I am not surprised by the confusion. The ascendancy of Inuit culture, through good reportage and the establishment of Nuvavut, has conditioned southern folks to say "Inuit" instead of "Eskimo."
Southerners have complied beautifully, but at last they are running up against peoples, related to Inuit, who insist that they are Eskimos. The confusion derives from this sticky fact: Inuit are not Eskimos, and Eskimos are not Inuit.
The primary reason that Eskimo is considered derogatory is the arguable perception that it means "eaters of raw meat." There are two different etymologies in scientific literature for the term Eskimo. The most well-known comes from Ives Goddard at the Smithsonian Institution, who says it means "Snowshoe netters." Quebec linguist Jose Mailhot, who speaks Innu-aimun (Montagnais) (which Mailhot and Goddard agree is the language from which the word originated), published a definitive study in 1978 stating that it means "people who speak a different language."

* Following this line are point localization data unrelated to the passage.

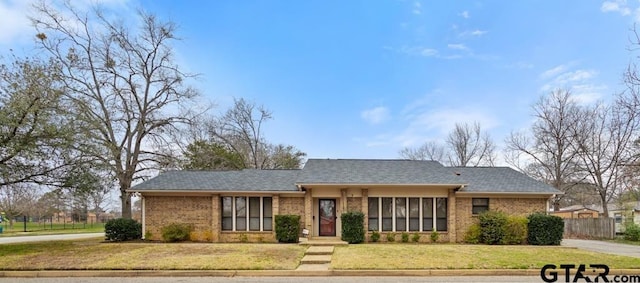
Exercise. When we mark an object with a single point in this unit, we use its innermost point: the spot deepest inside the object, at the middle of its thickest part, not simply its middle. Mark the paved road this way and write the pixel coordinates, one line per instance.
(24, 239)
(329, 279)
(603, 247)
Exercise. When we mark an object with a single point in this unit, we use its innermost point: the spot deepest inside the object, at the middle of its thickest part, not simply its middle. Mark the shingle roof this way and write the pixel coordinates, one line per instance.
(500, 180)
(245, 180)
(370, 171)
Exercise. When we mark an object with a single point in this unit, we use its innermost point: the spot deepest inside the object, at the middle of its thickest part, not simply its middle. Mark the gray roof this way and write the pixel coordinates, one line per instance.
(370, 171)
(245, 180)
(500, 180)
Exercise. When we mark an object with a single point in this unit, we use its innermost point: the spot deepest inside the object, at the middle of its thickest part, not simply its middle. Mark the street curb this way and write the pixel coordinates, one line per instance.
(286, 273)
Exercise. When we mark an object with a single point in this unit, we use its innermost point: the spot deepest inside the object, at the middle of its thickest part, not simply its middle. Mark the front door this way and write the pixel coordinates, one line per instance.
(327, 217)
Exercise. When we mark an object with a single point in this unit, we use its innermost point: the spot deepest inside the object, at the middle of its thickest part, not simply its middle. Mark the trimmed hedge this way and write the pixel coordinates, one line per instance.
(492, 227)
(545, 229)
(352, 227)
(176, 232)
(287, 228)
(122, 229)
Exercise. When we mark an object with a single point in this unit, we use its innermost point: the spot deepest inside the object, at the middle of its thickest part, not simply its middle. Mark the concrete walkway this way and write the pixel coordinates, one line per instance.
(24, 239)
(603, 247)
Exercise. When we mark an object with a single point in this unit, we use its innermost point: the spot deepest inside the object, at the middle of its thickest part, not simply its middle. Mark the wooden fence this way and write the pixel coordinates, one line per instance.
(590, 228)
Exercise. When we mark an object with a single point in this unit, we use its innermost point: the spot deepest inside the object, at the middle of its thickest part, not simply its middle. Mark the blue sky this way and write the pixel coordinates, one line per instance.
(363, 79)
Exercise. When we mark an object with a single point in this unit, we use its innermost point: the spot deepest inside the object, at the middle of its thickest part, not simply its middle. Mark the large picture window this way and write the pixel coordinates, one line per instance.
(407, 214)
(246, 213)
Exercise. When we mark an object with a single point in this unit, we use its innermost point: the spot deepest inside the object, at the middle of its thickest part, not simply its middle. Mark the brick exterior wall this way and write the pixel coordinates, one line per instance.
(512, 206)
(194, 210)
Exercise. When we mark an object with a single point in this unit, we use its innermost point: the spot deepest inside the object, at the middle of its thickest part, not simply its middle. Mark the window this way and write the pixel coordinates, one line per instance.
(401, 214)
(441, 214)
(373, 214)
(414, 214)
(387, 214)
(407, 214)
(479, 205)
(427, 214)
(246, 213)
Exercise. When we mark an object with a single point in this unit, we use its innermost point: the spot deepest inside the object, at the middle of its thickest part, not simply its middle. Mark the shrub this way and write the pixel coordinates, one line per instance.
(434, 236)
(515, 230)
(375, 236)
(391, 237)
(545, 229)
(632, 232)
(121, 229)
(176, 232)
(405, 237)
(353, 227)
(492, 227)
(287, 228)
(472, 236)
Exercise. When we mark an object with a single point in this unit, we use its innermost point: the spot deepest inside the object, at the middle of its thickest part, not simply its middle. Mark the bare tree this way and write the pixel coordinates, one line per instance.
(33, 124)
(123, 83)
(430, 150)
(603, 140)
(470, 146)
(16, 200)
(546, 151)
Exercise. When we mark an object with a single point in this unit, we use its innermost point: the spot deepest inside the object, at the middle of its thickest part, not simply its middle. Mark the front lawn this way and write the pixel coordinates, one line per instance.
(93, 254)
(451, 256)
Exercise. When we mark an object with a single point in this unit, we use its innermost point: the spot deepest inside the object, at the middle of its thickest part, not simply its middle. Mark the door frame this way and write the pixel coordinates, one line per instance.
(335, 217)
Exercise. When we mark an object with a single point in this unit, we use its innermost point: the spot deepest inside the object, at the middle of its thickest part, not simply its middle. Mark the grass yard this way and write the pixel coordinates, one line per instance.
(34, 228)
(445, 256)
(93, 254)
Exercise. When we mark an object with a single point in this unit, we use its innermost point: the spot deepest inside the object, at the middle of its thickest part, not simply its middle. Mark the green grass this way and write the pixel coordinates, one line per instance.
(49, 229)
(96, 255)
(445, 256)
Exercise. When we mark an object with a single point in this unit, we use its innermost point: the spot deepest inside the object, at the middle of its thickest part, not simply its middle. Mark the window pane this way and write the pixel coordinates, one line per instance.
(414, 214)
(373, 214)
(254, 214)
(401, 214)
(266, 213)
(387, 214)
(227, 224)
(241, 213)
(441, 214)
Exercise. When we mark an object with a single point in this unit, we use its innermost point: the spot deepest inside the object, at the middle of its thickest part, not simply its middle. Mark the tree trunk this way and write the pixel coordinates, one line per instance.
(125, 198)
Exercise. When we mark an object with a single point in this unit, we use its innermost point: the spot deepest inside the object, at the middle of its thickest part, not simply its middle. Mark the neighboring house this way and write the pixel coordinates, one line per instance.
(579, 211)
(395, 196)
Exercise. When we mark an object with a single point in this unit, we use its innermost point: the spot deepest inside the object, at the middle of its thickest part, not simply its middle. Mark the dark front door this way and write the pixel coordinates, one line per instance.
(327, 217)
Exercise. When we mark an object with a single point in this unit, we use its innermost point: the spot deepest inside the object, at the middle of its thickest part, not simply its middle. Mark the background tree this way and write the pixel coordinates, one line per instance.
(466, 145)
(33, 123)
(470, 146)
(123, 84)
(430, 150)
(545, 153)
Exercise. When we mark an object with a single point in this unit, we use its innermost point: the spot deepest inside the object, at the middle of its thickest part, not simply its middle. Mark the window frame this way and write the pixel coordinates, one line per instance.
(476, 207)
(244, 215)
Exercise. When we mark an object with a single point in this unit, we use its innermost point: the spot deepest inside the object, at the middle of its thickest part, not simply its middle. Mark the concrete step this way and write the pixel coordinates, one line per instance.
(319, 250)
(316, 259)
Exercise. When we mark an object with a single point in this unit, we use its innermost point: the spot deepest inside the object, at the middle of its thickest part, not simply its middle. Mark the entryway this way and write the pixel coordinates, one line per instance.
(327, 217)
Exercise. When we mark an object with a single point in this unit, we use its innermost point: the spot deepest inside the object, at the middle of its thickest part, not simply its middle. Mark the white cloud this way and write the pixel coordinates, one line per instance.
(619, 6)
(475, 32)
(553, 71)
(417, 8)
(14, 22)
(375, 115)
(581, 82)
(458, 46)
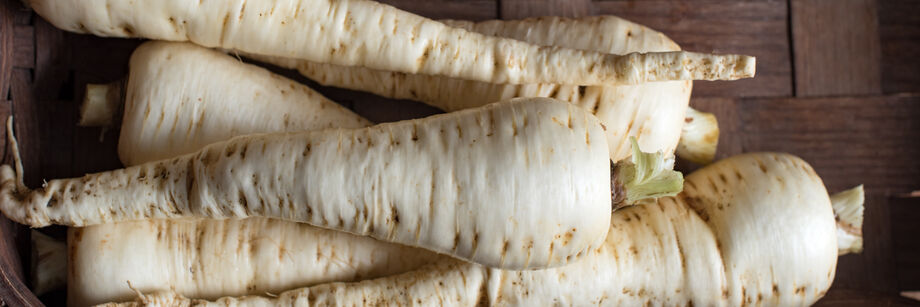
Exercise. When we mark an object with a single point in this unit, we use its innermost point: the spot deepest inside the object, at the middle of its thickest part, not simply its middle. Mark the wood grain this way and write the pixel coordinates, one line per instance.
(6, 49)
(449, 9)
(899, 27)
(23, 46)
(519, 9)
(905, 212)
(758, 28)
(837, 49)
(862, 298)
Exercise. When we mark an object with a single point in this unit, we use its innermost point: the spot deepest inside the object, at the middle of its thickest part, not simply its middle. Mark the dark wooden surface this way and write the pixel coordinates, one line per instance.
(836, 84)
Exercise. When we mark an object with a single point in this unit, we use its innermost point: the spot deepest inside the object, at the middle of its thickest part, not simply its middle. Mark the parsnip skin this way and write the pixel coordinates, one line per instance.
(209, 259)
(180, 96)
(517, 185)
(370, 34)
(447, 283)
(652, 112)
(754, 229)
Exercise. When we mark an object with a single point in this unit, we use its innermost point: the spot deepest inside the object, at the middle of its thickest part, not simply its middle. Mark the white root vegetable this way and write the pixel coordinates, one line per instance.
(49, 263)
(754, 229)
(180, 97)
(213, 258)
(267, 258)
(849, 213)
(183, 97)
(700, 137)
(651, 112)
(367, 33)
(521, 184)
(446, 283)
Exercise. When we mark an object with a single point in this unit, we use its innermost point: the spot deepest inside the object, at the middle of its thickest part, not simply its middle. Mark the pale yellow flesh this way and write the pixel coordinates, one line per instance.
(700, 137)
(754, 229)
(651, 112)
(374, 35)
(520, 184)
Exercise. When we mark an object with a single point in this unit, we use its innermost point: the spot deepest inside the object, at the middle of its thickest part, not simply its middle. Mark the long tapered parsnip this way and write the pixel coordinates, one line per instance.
(367, 33)
(213, 258)
(180, 97)
(754, 229)
(519, 184)
(651, 112)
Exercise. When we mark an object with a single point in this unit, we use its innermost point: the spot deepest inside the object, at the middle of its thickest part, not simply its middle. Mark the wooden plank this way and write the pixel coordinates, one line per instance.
(6, 49)
(726, 111)
(23, 47)
(757, 28)
(45, 131)
(519, 9)
(899, 25)
(860, 298)
(101, 60)
(21, 14)
(837, 49)
(52, 54)
(449, 9)
(905, 212)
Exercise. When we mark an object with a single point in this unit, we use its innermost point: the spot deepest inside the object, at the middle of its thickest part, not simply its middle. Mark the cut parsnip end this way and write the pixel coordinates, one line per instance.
(848, 209)
(699, 138)
(101, 104)
(636, 68)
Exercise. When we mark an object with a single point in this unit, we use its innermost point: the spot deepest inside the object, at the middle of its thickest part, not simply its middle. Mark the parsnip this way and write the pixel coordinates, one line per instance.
(651, 112)
(754, 229)
(180, 97)
(699, 138)
(265, 257)
(366, 33)
(49, 262)
(520, 184)
(213, 258)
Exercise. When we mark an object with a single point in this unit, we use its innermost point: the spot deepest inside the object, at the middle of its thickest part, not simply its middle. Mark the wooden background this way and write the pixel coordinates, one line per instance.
(836, 84)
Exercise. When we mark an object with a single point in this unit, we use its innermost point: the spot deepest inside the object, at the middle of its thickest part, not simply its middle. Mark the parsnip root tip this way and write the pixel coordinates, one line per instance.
(848, 211)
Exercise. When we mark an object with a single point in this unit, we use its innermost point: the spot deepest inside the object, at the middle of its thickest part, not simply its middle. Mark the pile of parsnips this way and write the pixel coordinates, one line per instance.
(245, 188)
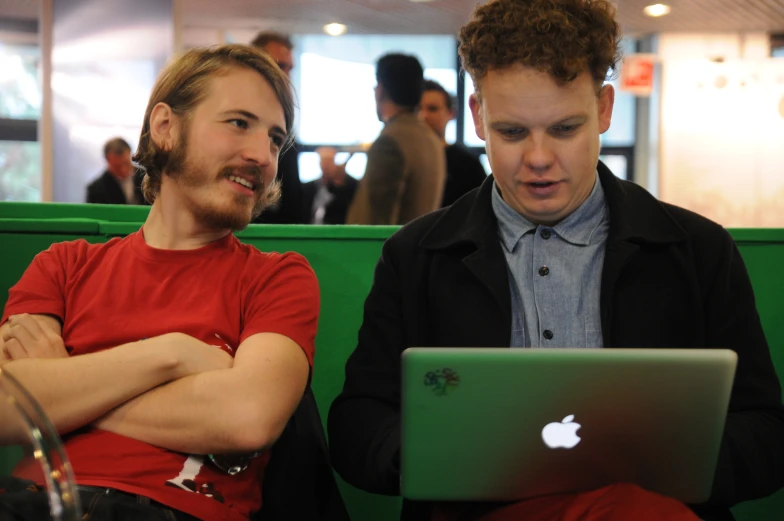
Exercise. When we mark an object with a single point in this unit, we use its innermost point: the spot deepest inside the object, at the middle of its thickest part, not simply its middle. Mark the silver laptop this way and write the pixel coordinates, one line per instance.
(501, 424)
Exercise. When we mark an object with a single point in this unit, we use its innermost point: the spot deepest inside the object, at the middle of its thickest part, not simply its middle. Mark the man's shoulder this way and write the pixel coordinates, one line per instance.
(261, 263)
(702, 231)
(410, 130)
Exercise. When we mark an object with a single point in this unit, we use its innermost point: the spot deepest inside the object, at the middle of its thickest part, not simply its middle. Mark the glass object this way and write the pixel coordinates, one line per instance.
(20, 171)
(20, 90)
(23, 420)
(335, 80)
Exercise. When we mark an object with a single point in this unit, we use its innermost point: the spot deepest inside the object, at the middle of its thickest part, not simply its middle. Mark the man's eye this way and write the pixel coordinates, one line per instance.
(564, 129)
(512, 132)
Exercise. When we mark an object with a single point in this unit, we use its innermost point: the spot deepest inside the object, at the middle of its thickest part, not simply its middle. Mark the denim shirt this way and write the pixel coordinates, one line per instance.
(555, 273)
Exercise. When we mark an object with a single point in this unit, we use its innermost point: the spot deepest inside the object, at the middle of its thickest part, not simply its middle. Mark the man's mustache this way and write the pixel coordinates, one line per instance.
(246, 171)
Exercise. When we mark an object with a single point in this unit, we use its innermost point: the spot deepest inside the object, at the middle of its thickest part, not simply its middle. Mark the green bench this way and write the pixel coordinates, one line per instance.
(343, 259)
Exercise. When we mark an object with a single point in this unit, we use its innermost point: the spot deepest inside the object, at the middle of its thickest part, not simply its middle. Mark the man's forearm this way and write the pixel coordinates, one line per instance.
(206, 413)
(75, 391)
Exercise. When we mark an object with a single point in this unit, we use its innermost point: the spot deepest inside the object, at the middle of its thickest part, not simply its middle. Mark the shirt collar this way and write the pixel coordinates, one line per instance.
(511, 225)
(577, 228)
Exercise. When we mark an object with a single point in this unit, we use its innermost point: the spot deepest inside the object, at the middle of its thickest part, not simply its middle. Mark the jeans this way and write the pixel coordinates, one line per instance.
(24, 501)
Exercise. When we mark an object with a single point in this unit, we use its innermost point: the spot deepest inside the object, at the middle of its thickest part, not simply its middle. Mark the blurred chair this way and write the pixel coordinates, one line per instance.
(24, 423)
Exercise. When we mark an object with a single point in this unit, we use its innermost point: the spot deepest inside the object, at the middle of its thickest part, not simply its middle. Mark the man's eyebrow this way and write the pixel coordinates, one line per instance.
(243, 113)
(503, 123)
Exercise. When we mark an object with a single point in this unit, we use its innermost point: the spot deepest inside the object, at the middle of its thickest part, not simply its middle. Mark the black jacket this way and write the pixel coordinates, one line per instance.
(106, 189)
(671, 278)
(298, 480)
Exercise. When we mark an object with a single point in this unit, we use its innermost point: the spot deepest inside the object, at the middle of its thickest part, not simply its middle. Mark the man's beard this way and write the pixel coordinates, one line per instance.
(181, 170)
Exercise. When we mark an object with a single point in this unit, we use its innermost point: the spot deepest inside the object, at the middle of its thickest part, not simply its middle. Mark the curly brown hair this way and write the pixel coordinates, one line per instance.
(183, 84)
(563, 38)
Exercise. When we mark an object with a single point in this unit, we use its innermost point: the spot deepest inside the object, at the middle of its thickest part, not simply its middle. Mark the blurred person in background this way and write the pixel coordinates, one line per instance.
(289, 209)
(464, 172)
(327, 199)
(121, 182)
(406, 168)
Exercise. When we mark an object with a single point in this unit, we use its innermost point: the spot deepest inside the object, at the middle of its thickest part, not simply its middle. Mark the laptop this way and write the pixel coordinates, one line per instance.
(502, 424)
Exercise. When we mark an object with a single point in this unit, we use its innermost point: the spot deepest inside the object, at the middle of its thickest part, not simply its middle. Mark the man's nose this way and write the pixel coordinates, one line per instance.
(259, 151)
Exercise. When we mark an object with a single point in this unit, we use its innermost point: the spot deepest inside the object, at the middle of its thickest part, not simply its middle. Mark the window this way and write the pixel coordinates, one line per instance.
(20, 94)
(20, 171)
(310, 170)
(335, 78)
(20, 108)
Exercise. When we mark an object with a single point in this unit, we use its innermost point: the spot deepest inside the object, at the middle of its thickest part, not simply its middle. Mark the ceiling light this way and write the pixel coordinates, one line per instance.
(335, 29)
(657, 10)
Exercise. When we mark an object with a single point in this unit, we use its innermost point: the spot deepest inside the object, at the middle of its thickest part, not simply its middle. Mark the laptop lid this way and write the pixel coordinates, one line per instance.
(503, 424)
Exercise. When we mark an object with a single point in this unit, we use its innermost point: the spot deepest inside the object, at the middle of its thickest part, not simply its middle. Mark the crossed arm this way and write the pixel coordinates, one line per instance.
(172, 391)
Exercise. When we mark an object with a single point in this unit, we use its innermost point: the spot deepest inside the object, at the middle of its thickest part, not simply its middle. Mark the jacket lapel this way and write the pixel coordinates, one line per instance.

Since the 1970s in Canada and Greenland Eskimo has widely been considered offensive, owing to folklore and derogatory usage. In 1977 The Inuit Circumpolar Conference meeting in Barrow, Alaska, officially adopted Inuit as a designation for all circumpolar native peoples, regardless of their local view on an appropriate term. As a result the Canadian government usage has replaced the (locally) defunct term Eskimo with Inuit. The preferred term in Canada's Central Arctic is Inuinnaq, and in the eastern Canadian Arctic Inuit.